On February 14th, 2022, we arrived. I was overflowing with joy and couldn’t wait to meet Cyd and create our little nest.
Our Home Away from Home
Finding a place to live turned out to be challenging – until Cyd offered us a place on her property. We were given a small private apartment with an outdoor kitchen and bathroom. It was perfect.
Life felt light, sunny, full of sea and salt on our skin. I found a local gynecologist, completed all the necessary checkups, and prepared everything for our home birth: incense, crystals, music, and lots of love.
The Birth Begins
At 37 weeks, Maali was still in breech position. The doctor recommended a planned cesarean – I declined. Just to be safe, I registered at the hospital in Eivissa.
Shortly after – at the beach, while snorkeling – I suddenly heard and felt a loud pop.
My waters had broken. 36+6. Too early, too unexpected, too sudden.
Our doula and midwives were on their way, and we were faced with a decision: wait or act.
The next day contractions began – strong, regular, intense. Maali was still in breech, so in the middle of the night we headed to the hospital.
Between Trust & Fear
Despite Covid, David was allowed to stay with me – thank goodness.
We held onto our wish for a natural birth. We even wrote a contract with the hospital to ensure our wishes would be respected: no unnecessary interventions, no separation, no bathing after birth.
But as I lay there, panic washed over me. I just didn’t want to be in that place.
After more than 12 hours of contractions, with my cervix barely opening and my strength fading, I let go. I accepted the cesarean – my biggest fear.
Maali Arrives
When I heard her voice, I couldn’t stop crying.
The moment she was finally placed on my chest was indescribable.

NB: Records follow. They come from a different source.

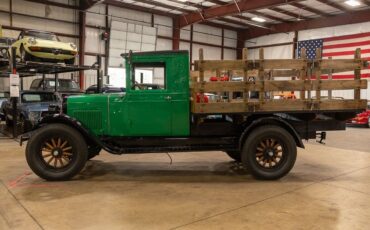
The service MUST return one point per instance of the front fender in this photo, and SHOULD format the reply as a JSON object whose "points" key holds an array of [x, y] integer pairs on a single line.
{"points": [[67, 120]]}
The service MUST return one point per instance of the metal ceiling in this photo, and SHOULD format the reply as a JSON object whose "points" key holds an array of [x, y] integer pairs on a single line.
{"points": [[238, 14]]}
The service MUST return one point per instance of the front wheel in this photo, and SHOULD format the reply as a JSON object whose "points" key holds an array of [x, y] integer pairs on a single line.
{"points": [[269, 152], [56, 152]]}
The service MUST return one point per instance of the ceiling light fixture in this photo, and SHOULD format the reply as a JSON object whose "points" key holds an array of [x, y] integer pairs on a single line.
{"points": [[352, 3], [258, 19]]}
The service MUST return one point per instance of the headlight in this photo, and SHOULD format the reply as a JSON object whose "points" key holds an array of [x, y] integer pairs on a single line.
{"points": [[32, 41], [73, 46], [34, 117]]}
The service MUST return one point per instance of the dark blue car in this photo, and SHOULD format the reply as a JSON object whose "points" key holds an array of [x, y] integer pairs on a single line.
{"points": [[4, 97], [31, 106]]}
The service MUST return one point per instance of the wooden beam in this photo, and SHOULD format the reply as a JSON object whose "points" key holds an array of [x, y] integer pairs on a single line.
{"points": [[229, 9], [309, 9], [291, 14], [52, 3], [335, 20], [335, 5]]}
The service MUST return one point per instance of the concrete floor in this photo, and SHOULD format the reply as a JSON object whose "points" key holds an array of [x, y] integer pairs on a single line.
{"points": [[329, 188]]}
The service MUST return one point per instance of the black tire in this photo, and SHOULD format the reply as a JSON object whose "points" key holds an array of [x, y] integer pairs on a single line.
{"points": [[22, 125], [235, 155], [274, 160], [70, 61], [47, 138], [8, 122], [93, 151]]}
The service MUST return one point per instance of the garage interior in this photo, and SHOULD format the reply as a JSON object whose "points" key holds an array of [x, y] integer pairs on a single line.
{"points": [[328, 188]]}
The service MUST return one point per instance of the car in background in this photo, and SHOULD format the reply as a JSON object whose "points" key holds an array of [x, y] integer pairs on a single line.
{"points": [[361, 119], [5, 44], [31, 107], [34, 45], [105, 89], [48, 84], [4, 97]]}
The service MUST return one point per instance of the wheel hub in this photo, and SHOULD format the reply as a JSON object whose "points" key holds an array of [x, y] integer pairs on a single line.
{"points": [[57, 152], [269, 153]]}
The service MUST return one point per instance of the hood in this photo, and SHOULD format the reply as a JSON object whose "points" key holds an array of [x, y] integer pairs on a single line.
{"points": [[37, 106], [53, 44]]}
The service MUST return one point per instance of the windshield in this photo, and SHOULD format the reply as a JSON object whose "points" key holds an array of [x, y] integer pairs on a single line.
{"points": [[35, 97], [4, 95], [66, 84], [42, 35]]}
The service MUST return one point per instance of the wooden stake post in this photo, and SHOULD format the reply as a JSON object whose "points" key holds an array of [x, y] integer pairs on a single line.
{"points": [[297, 68]]}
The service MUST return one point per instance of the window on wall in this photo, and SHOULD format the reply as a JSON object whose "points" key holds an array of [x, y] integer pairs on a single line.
{"points": [[117, 77], [148, 76]]}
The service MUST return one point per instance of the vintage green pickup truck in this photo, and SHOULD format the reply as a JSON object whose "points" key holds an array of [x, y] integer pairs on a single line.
{"points": [[261, 133]]}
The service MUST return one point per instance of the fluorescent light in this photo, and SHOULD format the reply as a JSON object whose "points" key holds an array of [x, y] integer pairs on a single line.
{"points": [[352, 3], [258, 19]]}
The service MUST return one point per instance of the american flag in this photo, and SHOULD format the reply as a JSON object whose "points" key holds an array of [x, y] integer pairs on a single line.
{"points": [[341, 47]]}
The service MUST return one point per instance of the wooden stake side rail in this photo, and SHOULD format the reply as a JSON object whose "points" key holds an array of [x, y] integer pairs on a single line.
{"points": [[263, 73], [278, 106], [278, 85], [214, 65]]}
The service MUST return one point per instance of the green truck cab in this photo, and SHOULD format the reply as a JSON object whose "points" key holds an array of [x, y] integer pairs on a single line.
{"points": [[162, 111], [158, 118]]}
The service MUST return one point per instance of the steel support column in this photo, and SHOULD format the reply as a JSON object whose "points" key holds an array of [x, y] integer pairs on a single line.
{"points": [[176, 34], [82, 35]]}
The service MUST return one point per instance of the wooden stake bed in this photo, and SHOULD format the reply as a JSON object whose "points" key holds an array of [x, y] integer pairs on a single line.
{"points": [[246, 77]]}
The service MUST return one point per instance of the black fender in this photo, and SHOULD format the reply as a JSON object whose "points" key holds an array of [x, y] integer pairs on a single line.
{"points": [[67, 120], [271, 121]]}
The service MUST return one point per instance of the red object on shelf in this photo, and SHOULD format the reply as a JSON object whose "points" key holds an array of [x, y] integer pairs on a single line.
{"points": [[223, 78], [199, 96]]}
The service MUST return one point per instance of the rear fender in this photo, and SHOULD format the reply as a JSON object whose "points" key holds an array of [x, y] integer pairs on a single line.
{"points": [[271, 121]]}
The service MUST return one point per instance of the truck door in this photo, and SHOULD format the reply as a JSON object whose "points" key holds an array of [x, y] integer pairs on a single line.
{"points": [[149, 100]]}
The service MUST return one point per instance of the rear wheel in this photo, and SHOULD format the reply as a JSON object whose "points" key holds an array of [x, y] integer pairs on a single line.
{"points": [[56, 152], [269, 152]]}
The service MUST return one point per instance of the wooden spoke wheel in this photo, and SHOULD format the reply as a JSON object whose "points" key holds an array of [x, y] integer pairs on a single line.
{"points": [[57, 152], [269, 152]]}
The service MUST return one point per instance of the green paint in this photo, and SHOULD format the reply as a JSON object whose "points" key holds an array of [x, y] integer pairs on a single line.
{"points": [[161, 112]]}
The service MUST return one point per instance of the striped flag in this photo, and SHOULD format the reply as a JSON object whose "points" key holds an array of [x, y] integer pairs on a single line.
{"points": [[341, 47]]}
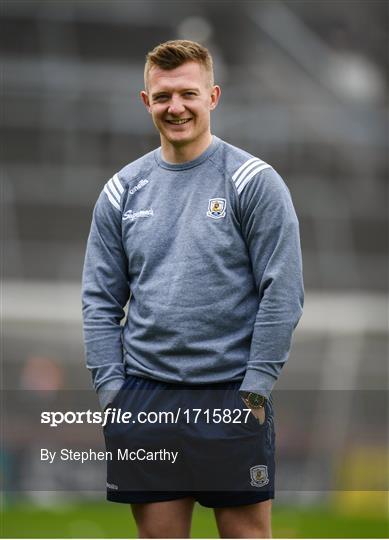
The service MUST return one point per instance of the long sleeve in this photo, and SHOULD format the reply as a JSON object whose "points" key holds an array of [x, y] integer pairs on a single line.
{"points": [[105, 291], [271, 231]]}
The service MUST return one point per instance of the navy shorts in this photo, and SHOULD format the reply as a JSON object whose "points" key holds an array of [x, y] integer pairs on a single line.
{"points": [[181, 441]]}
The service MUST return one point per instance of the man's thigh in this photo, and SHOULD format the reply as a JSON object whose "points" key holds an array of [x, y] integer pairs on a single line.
{"points": [[167, 519], [246, 521]]}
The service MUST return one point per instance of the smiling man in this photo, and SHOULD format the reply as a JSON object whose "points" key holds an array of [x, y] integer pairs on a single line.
{"points": [[201, 237]]}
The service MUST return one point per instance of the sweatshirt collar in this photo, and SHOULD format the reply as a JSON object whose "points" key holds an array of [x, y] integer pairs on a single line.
{"points": [[187, 164]]}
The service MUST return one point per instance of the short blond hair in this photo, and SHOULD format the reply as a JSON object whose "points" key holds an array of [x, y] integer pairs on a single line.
{"points": [[172, 54]]}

I barely remember the hours afterward – only David holding her in his arms until I slowly came back to myself.
Love & Healing
In the beginning, I felt empty, disappointed, “not strong enough.”
I thought I had failed.
But with time, I understood that everything happened exactly as it needed to.
Now, more than three years later, I am simply grateful that she is here. I made a decision back then that pushed me far beyond my biggest fears. Today, I’m proud of myself – of my intuition, my courage, my inner strength.
And I am so deeply grateful.
Grateful that Maali Ila Ocean chose me.
Grateful for my doula Cyd and my midwife Anna, who accompanied me with so much love.
Grateful for the hospital in Eivissa, where we were treated with respect and warmth.
Grateful for Ibiza.
I would do it all again – exactly the same way.